ガーラの部下二人も、何も言えずただ跪くのみ。
どれだけそうしていただろう。
セレフィーネから、しゃがれた低い声が発せられた。
「何が……あった……?」
ふたりとも何も言えない。
セレフィーネの怒声が飛ぶ。
「何があったと聞いているっ!」
答えたのは男の方。
絞り出すように声を出す。
「……詳しいことは……。
試しの洞窟の入口から少し進んだ先で、激しい戦闘の痕跡を確認しました。
……そこに……上半身と下半身が分かれた遺体が……。
上半身は左腕が落とされており……炎の魔法によりやられたようで、原型を留めては……」
男はそれ以上言葉にできなかった。
セレフィーネは抱きしめた腕を見つめて考える。
誰か別人の可能性は?
……あり得ない。
その手は幼い頃から何度も繋いだ、ガーラの手に間違いない。
自分が、見間違えるわけがない。
誰がやった?
決まっている。
水無瀬晶、天城紫音、千歳柚葉……この三名だ。
スキルなしの水無瀬晶は戦力にならない。
ガーラは正面からの戦いを苦手としているとは言え、セレフィーネの見立てでは二人を相手取ったとしても、ガーラに軍配が上がるはずだった。
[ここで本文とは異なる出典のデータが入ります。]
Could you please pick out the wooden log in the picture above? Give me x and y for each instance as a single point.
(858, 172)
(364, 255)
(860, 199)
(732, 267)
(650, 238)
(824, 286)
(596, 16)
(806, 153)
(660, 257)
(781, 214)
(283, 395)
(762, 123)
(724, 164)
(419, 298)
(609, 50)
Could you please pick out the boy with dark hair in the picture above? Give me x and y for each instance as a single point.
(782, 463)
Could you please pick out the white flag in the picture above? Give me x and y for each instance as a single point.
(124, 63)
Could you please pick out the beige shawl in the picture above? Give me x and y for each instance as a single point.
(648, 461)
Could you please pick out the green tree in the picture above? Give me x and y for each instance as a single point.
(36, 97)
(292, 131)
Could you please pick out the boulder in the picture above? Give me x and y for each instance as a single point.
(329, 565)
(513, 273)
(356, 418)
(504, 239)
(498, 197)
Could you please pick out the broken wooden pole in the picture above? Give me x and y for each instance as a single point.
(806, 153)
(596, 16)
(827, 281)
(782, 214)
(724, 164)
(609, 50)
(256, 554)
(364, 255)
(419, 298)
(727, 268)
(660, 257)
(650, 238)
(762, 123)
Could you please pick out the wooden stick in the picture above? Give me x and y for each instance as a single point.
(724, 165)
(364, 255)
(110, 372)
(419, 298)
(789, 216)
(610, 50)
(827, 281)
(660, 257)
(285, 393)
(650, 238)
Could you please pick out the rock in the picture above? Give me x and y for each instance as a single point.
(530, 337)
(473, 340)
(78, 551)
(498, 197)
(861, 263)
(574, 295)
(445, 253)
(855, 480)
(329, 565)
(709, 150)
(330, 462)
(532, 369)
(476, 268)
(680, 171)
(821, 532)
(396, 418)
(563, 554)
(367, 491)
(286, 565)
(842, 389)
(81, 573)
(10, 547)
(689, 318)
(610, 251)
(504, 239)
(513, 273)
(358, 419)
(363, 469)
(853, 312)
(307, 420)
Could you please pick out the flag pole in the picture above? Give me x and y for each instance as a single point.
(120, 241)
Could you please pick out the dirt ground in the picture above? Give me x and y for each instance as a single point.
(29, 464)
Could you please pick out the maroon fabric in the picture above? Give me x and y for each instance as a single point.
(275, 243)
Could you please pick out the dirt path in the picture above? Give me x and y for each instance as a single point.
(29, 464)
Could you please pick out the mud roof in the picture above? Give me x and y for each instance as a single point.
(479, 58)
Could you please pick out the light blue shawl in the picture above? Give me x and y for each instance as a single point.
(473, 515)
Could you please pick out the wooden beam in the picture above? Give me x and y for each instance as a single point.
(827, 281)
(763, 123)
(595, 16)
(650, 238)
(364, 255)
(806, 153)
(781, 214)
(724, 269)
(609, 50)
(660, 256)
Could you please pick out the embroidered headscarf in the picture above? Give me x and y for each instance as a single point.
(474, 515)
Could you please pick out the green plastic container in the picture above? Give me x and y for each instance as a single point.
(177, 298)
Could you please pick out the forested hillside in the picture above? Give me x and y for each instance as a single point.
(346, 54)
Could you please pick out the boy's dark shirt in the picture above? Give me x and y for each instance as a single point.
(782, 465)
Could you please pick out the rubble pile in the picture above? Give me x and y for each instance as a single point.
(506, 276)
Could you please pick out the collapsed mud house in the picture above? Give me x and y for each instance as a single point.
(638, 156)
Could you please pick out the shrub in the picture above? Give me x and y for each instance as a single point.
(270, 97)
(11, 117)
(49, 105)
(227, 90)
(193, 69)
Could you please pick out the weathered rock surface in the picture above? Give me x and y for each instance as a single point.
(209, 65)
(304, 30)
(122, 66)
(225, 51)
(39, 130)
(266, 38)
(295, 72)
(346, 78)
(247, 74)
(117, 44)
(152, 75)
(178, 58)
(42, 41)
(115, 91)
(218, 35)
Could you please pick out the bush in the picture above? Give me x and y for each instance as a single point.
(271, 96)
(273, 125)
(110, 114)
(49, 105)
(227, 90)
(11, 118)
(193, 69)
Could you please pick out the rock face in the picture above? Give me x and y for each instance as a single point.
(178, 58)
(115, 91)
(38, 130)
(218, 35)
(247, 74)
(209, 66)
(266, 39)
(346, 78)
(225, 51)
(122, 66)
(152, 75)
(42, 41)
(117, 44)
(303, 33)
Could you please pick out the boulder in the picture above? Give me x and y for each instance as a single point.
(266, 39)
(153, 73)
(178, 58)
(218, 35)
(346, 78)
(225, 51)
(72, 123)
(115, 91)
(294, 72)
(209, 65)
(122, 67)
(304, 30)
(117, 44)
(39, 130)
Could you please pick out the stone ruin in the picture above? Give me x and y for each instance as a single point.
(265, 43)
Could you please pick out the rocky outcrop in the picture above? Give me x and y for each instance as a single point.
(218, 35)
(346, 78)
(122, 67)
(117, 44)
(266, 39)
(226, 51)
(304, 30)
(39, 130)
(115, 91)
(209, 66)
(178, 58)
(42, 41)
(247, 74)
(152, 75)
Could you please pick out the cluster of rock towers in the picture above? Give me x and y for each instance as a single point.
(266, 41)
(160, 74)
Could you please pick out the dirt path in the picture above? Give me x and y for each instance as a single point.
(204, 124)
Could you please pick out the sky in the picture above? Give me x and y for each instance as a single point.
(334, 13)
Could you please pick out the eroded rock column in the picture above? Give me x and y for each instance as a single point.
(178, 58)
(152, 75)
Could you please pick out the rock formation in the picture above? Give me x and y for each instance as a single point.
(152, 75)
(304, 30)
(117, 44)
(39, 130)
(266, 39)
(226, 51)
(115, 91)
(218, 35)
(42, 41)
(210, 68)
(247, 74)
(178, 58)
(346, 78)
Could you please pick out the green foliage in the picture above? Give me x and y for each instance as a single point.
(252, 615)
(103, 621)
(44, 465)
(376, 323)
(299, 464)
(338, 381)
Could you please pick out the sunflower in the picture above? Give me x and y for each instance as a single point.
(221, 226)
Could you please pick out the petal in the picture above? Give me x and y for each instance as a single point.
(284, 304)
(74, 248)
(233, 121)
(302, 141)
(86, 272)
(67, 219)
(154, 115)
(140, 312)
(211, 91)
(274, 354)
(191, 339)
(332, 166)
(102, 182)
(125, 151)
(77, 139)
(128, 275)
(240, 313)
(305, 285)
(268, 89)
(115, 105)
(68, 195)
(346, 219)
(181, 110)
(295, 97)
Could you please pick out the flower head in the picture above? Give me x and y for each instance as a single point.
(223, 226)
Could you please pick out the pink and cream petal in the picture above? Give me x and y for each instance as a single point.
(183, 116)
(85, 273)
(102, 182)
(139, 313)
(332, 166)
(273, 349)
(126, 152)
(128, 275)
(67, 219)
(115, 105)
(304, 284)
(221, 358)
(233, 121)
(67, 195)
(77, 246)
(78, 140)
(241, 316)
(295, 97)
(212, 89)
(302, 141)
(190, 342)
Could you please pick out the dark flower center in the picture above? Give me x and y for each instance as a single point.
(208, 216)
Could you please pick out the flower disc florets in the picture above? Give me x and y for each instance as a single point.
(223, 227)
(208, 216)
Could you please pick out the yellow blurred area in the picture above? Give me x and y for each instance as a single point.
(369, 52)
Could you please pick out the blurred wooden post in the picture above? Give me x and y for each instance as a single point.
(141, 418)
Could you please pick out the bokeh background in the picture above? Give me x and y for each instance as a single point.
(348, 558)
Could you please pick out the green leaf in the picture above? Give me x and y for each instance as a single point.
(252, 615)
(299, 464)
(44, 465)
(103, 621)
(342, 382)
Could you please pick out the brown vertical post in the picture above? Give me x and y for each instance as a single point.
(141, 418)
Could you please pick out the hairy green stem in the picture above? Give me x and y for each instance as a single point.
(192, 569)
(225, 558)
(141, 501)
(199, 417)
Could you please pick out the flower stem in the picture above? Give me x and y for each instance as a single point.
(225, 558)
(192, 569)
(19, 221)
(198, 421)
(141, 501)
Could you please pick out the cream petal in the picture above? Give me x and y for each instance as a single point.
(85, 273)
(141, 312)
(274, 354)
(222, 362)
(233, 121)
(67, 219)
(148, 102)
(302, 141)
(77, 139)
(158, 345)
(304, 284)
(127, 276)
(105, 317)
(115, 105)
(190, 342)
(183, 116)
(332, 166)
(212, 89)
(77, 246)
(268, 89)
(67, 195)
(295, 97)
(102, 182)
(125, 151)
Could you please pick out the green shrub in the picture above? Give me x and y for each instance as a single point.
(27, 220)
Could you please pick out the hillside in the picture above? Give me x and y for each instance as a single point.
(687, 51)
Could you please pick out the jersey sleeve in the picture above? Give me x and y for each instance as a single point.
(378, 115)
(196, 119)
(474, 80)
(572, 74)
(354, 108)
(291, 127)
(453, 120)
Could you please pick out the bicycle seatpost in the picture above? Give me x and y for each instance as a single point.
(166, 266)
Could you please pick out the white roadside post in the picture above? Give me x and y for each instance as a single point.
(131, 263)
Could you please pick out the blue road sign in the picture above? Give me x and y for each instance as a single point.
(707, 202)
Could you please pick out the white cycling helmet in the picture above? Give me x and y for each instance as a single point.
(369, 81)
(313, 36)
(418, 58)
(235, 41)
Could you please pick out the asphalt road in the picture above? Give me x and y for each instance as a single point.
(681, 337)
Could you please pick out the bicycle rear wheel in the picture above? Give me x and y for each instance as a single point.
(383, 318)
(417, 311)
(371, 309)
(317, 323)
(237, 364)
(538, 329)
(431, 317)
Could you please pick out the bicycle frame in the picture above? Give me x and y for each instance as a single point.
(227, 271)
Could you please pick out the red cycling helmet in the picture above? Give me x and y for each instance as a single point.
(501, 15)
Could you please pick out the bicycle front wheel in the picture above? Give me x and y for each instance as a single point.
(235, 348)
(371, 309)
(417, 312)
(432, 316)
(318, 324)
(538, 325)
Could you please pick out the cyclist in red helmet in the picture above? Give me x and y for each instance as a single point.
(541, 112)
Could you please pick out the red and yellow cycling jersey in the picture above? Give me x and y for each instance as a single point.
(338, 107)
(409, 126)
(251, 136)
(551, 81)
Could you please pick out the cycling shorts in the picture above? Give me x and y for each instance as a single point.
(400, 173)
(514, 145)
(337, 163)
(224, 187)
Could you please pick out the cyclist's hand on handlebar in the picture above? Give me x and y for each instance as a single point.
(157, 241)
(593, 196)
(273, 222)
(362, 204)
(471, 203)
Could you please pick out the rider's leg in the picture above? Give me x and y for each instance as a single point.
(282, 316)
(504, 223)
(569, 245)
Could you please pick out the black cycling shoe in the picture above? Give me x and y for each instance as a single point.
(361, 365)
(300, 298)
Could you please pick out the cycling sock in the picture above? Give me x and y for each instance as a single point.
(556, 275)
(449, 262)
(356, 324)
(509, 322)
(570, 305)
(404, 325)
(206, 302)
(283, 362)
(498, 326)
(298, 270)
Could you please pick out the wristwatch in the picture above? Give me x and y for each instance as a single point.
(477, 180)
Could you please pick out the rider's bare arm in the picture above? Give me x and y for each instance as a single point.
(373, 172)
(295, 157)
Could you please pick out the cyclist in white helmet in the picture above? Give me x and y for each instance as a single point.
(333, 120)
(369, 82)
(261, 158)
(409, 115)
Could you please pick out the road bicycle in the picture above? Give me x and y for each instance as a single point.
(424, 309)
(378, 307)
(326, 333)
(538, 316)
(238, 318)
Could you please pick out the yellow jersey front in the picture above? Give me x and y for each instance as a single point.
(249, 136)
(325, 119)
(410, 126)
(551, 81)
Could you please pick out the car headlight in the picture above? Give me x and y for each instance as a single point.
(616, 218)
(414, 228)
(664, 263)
更にガーラには、魔鋼鍛冶王ガル=ヴァルドの武器を与えている。
負ける要素があるとすれば、天城紫音と千歳柚葉のスキル進化。
恐らく、かなりの進化を果たしたのだろう。
悲しみに侵食されたセレフィーネの心に、沸々と怒りが湧き上がる。
「……許さんぞ……」
自らは任務がある?
この城から出るわけにはいかない?
……無理だ。
抑えられない。
「あの三人は……私が自ら……亡き者にしてくれる……!!」
その声には怒りの他に、深い悲しみが滲んでいた。